Awesome Lists containing this project

README

          

# DIAMBRA Arena MARL | TLeague

Multi Agent Reinforcement Learning for DIAMBRA Arena environments using a customization of Tencent's TLeague framework. Enables population-based adversarial training in multi-agent environments using league-style training loops and dynamic opponent selection.

Main Reference Paper: [TLeague: A Framework for Competitive Self-Play based Distributed Multi-Agent Reinforcement Learning](https://arxiv.org/abs/2011.12895)

marlGif

## How to setup the environment

### Prerequisites

Steps of the next section will install all required packages, and in particular DIAMBRA Arena, a new Reinforcement Learning platform for research and
experimentation. For doing so, some prerequisites are required, in particular:

- [Create an account on DIAMBRA website](https://diambra.ai/register/)

- Install Docker Desktop ([Linux](https://docs.docker.com/desktop/install/linux-install/) | [Windows](https://docs.docker.com/desktop/windows/install/) | [MacOS](https://docs.docker.com/desktop/mac/install/)) and make sure you have permissions to run it ([see here](https://docs.docker.com/engine/install/linux-postinstall/)). On Linux, it’s usually enough to run `sudo usermod -aG docker $USER`, log out and log back in.

- Download ROMs, set environment variables and test the installation as described in the installation section of the documentation [here](https://docs.diambra.ai/#installation).

### Python packages installation

- Create a virtual environment (e.g. using Conda or VirtualEnv) and activate it:
```
conda create -n diambra-tleague python=3.7
conda activate diambra-tleague
```
- Clone the repository with its submodules:

`git clone --recurse-submodules git@github.com:alexpalms/DIAMBRA-Arena-MARL-TLeague.git`

- From inside the repository, install all the submodules using pip:
- TGym:
```shell
cd TGym
pip install -e .
```
- TArena:
```shell
cd TArena
pip install -e .
```
- TPolicies:
```shell
cd TPolicies
pip install -e .
```
- TLeague:
```shell
cd TLeague
pip install -e .
```

## How to run the MARL training on a single machine (without remote inference)
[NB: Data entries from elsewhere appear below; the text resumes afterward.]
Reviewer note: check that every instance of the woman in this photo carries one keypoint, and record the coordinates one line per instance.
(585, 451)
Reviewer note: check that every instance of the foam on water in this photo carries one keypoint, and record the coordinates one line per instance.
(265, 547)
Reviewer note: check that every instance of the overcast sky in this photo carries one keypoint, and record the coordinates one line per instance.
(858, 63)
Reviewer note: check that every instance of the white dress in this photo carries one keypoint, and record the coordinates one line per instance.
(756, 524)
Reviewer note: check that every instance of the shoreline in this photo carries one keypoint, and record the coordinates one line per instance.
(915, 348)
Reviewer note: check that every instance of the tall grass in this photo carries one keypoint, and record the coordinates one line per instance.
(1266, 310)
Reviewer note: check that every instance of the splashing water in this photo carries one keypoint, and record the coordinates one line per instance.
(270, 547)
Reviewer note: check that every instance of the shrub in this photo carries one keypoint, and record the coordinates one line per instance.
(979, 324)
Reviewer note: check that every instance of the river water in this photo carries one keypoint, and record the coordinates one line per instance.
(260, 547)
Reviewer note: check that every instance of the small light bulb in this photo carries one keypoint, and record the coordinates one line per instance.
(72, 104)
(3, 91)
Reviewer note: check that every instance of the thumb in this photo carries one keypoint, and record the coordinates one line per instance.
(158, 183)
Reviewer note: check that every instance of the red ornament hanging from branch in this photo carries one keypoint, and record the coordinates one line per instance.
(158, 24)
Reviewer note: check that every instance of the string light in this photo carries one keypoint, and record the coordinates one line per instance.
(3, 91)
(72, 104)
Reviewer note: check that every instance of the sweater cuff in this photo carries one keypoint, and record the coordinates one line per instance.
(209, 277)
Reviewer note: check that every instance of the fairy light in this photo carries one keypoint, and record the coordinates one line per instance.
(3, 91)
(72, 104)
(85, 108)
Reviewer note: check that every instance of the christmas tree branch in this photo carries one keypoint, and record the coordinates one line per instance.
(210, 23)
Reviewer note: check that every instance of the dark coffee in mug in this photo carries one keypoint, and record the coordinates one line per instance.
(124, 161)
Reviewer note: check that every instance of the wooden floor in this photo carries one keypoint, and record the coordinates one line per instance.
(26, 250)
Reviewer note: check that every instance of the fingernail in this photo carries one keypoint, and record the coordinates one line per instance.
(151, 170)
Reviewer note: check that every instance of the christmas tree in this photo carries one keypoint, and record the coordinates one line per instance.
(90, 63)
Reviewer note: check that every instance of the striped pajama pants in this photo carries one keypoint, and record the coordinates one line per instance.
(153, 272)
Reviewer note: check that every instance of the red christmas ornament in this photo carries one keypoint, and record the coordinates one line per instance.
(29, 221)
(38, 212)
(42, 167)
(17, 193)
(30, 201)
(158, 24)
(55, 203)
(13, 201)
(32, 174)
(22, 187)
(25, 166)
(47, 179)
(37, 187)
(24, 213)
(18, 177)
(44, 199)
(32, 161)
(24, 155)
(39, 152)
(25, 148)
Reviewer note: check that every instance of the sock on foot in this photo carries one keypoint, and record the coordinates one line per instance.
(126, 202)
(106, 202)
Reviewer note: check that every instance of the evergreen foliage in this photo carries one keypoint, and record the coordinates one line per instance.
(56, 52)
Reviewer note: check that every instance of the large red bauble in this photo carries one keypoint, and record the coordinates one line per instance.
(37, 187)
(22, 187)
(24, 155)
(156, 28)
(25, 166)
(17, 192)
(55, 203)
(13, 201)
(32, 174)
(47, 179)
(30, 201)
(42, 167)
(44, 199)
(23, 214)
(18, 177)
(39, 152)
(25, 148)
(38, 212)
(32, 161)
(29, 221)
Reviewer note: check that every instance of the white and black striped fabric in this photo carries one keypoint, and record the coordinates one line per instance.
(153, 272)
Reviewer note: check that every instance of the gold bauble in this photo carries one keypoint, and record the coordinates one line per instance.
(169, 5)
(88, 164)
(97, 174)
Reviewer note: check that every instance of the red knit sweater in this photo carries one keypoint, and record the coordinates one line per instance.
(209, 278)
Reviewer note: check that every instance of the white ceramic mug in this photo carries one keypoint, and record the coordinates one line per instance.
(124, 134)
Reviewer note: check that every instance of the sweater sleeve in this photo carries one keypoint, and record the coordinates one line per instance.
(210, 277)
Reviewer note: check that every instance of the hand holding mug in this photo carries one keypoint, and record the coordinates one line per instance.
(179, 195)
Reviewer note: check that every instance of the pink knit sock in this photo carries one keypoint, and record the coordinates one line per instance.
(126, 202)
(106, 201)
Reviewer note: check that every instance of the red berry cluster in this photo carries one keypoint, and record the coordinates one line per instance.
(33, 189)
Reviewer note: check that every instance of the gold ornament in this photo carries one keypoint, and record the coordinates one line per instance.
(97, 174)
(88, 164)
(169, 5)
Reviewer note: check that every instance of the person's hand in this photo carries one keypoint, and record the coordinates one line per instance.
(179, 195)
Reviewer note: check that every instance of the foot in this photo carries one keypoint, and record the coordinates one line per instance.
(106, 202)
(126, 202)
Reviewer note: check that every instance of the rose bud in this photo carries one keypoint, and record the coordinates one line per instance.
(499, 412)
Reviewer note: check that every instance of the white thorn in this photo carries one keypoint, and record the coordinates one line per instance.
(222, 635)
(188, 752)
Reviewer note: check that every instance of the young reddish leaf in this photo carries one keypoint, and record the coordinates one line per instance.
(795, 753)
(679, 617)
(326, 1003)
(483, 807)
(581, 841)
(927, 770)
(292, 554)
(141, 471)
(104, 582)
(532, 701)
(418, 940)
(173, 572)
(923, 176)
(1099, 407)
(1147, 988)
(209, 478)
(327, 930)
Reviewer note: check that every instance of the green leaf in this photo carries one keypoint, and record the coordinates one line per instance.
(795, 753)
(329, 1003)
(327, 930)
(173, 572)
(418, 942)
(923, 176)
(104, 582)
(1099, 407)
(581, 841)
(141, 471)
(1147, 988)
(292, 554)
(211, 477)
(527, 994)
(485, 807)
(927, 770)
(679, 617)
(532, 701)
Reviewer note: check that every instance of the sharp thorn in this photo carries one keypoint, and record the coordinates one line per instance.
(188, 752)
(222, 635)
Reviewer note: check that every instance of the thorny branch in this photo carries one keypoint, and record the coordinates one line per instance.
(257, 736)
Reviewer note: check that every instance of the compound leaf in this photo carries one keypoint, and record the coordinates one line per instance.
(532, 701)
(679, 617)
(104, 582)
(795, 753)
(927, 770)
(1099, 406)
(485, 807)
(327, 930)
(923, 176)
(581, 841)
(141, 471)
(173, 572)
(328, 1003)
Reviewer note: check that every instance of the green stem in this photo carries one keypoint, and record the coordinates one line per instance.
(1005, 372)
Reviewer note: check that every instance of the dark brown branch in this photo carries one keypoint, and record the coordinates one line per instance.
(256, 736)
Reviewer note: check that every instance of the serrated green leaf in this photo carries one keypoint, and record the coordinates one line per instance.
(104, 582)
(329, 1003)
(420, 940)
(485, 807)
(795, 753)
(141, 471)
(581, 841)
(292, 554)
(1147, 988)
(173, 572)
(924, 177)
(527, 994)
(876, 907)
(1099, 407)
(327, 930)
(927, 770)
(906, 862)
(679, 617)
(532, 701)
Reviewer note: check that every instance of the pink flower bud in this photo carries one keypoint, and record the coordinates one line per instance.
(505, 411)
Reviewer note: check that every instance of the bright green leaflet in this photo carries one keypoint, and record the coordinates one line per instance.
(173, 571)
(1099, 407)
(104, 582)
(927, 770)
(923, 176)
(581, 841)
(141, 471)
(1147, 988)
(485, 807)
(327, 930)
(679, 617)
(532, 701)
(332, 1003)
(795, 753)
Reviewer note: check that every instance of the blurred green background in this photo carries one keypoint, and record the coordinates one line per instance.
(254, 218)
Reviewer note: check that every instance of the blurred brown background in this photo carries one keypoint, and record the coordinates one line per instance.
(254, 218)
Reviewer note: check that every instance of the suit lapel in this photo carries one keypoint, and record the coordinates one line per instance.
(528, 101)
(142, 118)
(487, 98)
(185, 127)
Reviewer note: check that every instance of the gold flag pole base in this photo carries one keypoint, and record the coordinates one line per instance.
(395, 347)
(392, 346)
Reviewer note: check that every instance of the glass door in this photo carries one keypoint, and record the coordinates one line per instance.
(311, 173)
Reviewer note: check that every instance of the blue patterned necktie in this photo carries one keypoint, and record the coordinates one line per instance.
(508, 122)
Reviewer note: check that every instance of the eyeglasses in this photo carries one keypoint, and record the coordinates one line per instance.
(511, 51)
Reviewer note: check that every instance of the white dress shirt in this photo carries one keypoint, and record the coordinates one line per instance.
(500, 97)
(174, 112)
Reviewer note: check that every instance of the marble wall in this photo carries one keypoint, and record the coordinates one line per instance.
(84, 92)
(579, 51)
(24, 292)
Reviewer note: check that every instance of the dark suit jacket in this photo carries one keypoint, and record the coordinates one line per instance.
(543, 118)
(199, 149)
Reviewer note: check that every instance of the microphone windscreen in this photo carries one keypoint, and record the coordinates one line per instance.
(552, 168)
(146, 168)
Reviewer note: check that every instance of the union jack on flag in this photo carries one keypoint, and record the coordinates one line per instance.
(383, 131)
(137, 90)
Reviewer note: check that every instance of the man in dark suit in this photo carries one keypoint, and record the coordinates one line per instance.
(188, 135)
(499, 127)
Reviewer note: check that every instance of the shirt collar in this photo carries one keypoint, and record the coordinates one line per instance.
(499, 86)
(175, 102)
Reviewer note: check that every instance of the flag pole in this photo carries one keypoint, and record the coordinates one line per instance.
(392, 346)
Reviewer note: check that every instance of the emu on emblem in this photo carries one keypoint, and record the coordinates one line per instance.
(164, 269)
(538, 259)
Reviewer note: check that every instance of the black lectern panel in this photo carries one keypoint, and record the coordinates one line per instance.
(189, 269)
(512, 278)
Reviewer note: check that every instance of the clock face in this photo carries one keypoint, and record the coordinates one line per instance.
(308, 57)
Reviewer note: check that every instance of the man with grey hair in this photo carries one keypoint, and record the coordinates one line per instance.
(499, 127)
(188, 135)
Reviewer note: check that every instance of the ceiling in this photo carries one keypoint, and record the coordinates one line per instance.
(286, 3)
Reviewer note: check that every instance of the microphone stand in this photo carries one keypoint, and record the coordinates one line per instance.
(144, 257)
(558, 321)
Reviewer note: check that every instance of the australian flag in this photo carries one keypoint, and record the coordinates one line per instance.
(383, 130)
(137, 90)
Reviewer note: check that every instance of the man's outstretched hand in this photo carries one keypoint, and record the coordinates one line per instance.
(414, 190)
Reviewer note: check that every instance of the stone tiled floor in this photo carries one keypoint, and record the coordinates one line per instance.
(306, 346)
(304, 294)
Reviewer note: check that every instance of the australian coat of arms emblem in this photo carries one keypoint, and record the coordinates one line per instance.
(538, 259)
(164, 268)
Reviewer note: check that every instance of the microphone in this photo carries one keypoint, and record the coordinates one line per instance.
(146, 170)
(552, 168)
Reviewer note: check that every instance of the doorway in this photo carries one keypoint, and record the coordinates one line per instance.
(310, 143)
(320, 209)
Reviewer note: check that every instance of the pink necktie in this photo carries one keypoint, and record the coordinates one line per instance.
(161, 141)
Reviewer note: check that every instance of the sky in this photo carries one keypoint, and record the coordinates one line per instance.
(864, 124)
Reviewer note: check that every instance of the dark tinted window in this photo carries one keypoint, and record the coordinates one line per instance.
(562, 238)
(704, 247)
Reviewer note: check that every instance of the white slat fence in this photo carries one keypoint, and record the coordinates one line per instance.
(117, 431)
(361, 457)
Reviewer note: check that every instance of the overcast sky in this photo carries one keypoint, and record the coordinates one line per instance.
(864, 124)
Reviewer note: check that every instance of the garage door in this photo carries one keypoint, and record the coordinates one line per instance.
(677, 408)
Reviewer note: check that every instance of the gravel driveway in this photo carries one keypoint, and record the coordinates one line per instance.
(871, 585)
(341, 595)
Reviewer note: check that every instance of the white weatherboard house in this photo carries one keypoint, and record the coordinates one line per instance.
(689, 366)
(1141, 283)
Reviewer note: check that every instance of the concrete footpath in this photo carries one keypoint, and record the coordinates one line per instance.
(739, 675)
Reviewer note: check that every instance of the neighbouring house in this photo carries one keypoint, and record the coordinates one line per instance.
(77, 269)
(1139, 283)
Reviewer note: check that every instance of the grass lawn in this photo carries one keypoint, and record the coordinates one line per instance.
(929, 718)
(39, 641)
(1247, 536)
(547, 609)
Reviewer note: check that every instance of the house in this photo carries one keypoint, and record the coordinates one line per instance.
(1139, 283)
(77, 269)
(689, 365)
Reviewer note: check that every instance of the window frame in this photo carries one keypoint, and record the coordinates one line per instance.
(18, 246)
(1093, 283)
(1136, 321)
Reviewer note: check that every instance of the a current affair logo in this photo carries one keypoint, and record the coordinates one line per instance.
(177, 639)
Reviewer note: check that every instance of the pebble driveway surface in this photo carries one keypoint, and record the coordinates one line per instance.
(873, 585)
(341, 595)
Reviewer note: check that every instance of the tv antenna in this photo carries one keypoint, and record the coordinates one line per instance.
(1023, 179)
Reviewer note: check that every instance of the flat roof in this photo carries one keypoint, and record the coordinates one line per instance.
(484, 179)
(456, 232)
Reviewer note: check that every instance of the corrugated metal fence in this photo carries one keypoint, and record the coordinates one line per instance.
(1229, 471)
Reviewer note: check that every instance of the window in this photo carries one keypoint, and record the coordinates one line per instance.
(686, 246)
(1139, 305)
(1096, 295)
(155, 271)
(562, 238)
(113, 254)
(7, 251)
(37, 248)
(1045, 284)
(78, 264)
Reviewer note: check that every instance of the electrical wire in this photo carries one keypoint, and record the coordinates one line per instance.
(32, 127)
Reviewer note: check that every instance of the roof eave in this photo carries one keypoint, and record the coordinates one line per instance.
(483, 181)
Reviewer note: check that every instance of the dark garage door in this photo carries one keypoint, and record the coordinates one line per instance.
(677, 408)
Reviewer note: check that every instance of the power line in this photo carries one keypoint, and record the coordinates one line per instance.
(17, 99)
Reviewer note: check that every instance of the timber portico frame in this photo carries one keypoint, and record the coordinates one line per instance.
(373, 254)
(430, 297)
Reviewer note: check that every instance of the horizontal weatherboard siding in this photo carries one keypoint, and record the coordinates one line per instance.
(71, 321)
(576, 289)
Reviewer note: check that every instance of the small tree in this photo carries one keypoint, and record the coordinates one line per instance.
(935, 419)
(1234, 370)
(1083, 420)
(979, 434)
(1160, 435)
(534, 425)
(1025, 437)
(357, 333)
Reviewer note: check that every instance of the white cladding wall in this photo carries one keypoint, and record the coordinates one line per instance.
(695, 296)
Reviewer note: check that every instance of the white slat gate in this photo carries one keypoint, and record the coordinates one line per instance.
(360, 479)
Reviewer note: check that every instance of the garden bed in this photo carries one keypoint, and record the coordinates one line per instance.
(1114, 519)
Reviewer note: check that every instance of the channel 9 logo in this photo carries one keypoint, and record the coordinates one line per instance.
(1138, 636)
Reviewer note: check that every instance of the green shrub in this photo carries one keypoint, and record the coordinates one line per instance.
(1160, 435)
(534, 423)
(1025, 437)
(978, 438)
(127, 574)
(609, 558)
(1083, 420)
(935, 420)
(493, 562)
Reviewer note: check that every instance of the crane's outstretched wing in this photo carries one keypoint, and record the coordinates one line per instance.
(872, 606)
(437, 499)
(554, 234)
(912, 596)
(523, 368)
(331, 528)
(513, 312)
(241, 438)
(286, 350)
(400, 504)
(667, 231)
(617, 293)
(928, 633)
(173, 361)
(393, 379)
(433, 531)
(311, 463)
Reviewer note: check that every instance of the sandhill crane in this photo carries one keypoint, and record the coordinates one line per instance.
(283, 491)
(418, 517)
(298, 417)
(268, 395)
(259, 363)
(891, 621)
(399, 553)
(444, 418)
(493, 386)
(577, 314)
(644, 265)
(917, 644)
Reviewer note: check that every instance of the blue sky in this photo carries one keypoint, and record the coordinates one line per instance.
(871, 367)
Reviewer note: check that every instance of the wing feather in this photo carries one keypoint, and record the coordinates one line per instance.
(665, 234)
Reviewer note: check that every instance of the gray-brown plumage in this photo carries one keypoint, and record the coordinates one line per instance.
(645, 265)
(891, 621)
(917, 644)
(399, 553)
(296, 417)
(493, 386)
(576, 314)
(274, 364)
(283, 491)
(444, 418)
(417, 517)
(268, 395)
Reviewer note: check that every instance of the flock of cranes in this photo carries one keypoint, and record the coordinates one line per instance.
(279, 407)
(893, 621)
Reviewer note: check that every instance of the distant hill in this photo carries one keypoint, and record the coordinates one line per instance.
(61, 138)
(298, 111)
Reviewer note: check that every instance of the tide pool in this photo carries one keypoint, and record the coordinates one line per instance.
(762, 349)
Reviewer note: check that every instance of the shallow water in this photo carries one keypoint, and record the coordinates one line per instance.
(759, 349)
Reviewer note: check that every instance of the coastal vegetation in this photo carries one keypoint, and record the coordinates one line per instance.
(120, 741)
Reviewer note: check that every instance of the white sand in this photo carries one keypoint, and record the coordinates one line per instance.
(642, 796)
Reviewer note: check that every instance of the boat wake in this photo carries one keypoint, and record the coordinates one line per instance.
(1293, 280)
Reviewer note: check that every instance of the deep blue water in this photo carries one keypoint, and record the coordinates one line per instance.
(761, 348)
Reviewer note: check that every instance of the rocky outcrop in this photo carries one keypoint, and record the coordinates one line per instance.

- Go the TLeague examples folder, from the repo root:

`cd TLeague/examples/`

- Execute the four TLeague modules:

- Model pool:

`bash example_diambra_arena_sp_ppo.sh model_pool`

- League manager:

`bash example_diambra_arena_sp_ppo.sh league_mgr`

- (A single) Learner:

`diambra run bash example_diambra_arena_sp_ppo.sh learner`

- (As many) Actor(s as your system supports):

`diambra run bash example_diambra_arena_sp_ppo.sh actor`

**Note that the Learners and the Actor(s), are launched using DIAMBRA Command Line Interface, that takes care of launching the docker container where the environment image is executed.**

## Relevant customizations

- The following changes have been made to TLeague repository:

- Created `tleague/envs/diambra_arena/` folder with DIAMBRA Arena interface, featuring:

- `create_diambra_arena_envs.py` file implementing the methods to instantiate DIAMBRA Arena environment (with the proper TLeague interface) and to retrieve its Action and Observation Spaces
- `wrapper.py` file containing an environment wrapper (`TLeagueWrapper`) that builds the interface between DIAMBRA Arena and TLeague
- `create_diambra_arena_envs_test.py` file to test the proper functioning of DIAMBRA Arena TLeague interface
- `__init__.py` file with generic module imports

- Adapted `tleague/envs/create_envs.py` methods to accomodate DIAMBRA Arena environments interface
- Added required dependencies to `setup.py` to fix latest protobuf breaking changes, adding OpenCV and DIAMBRA Arena packages
- Added script to run all TLeague modules for DIAMBRA Arena at `examples/example_diambra_arena_sp_ppo.sh`, starting from the one used for Pong2D, with the following modifications:
- Changed the max number of players to: `'max_n_players': 16`
- Changed the environment identifier to: `env=diambra.arena_doapp`
- Added run instruction to docs at `docs/EXAMPLE_DIAMBRA_ARENA_SP_PPO.md`

- Original TPolicies repo has gym pinned to an old version `gym==0.12.1`, which doesn't feature the `__getitem__(self, key)` for `Dict` observations. It has been added in the custom TGym which is derived from the 0.12.1 version and the correspondent dependency in TPolicies `setup.py` has been commented out.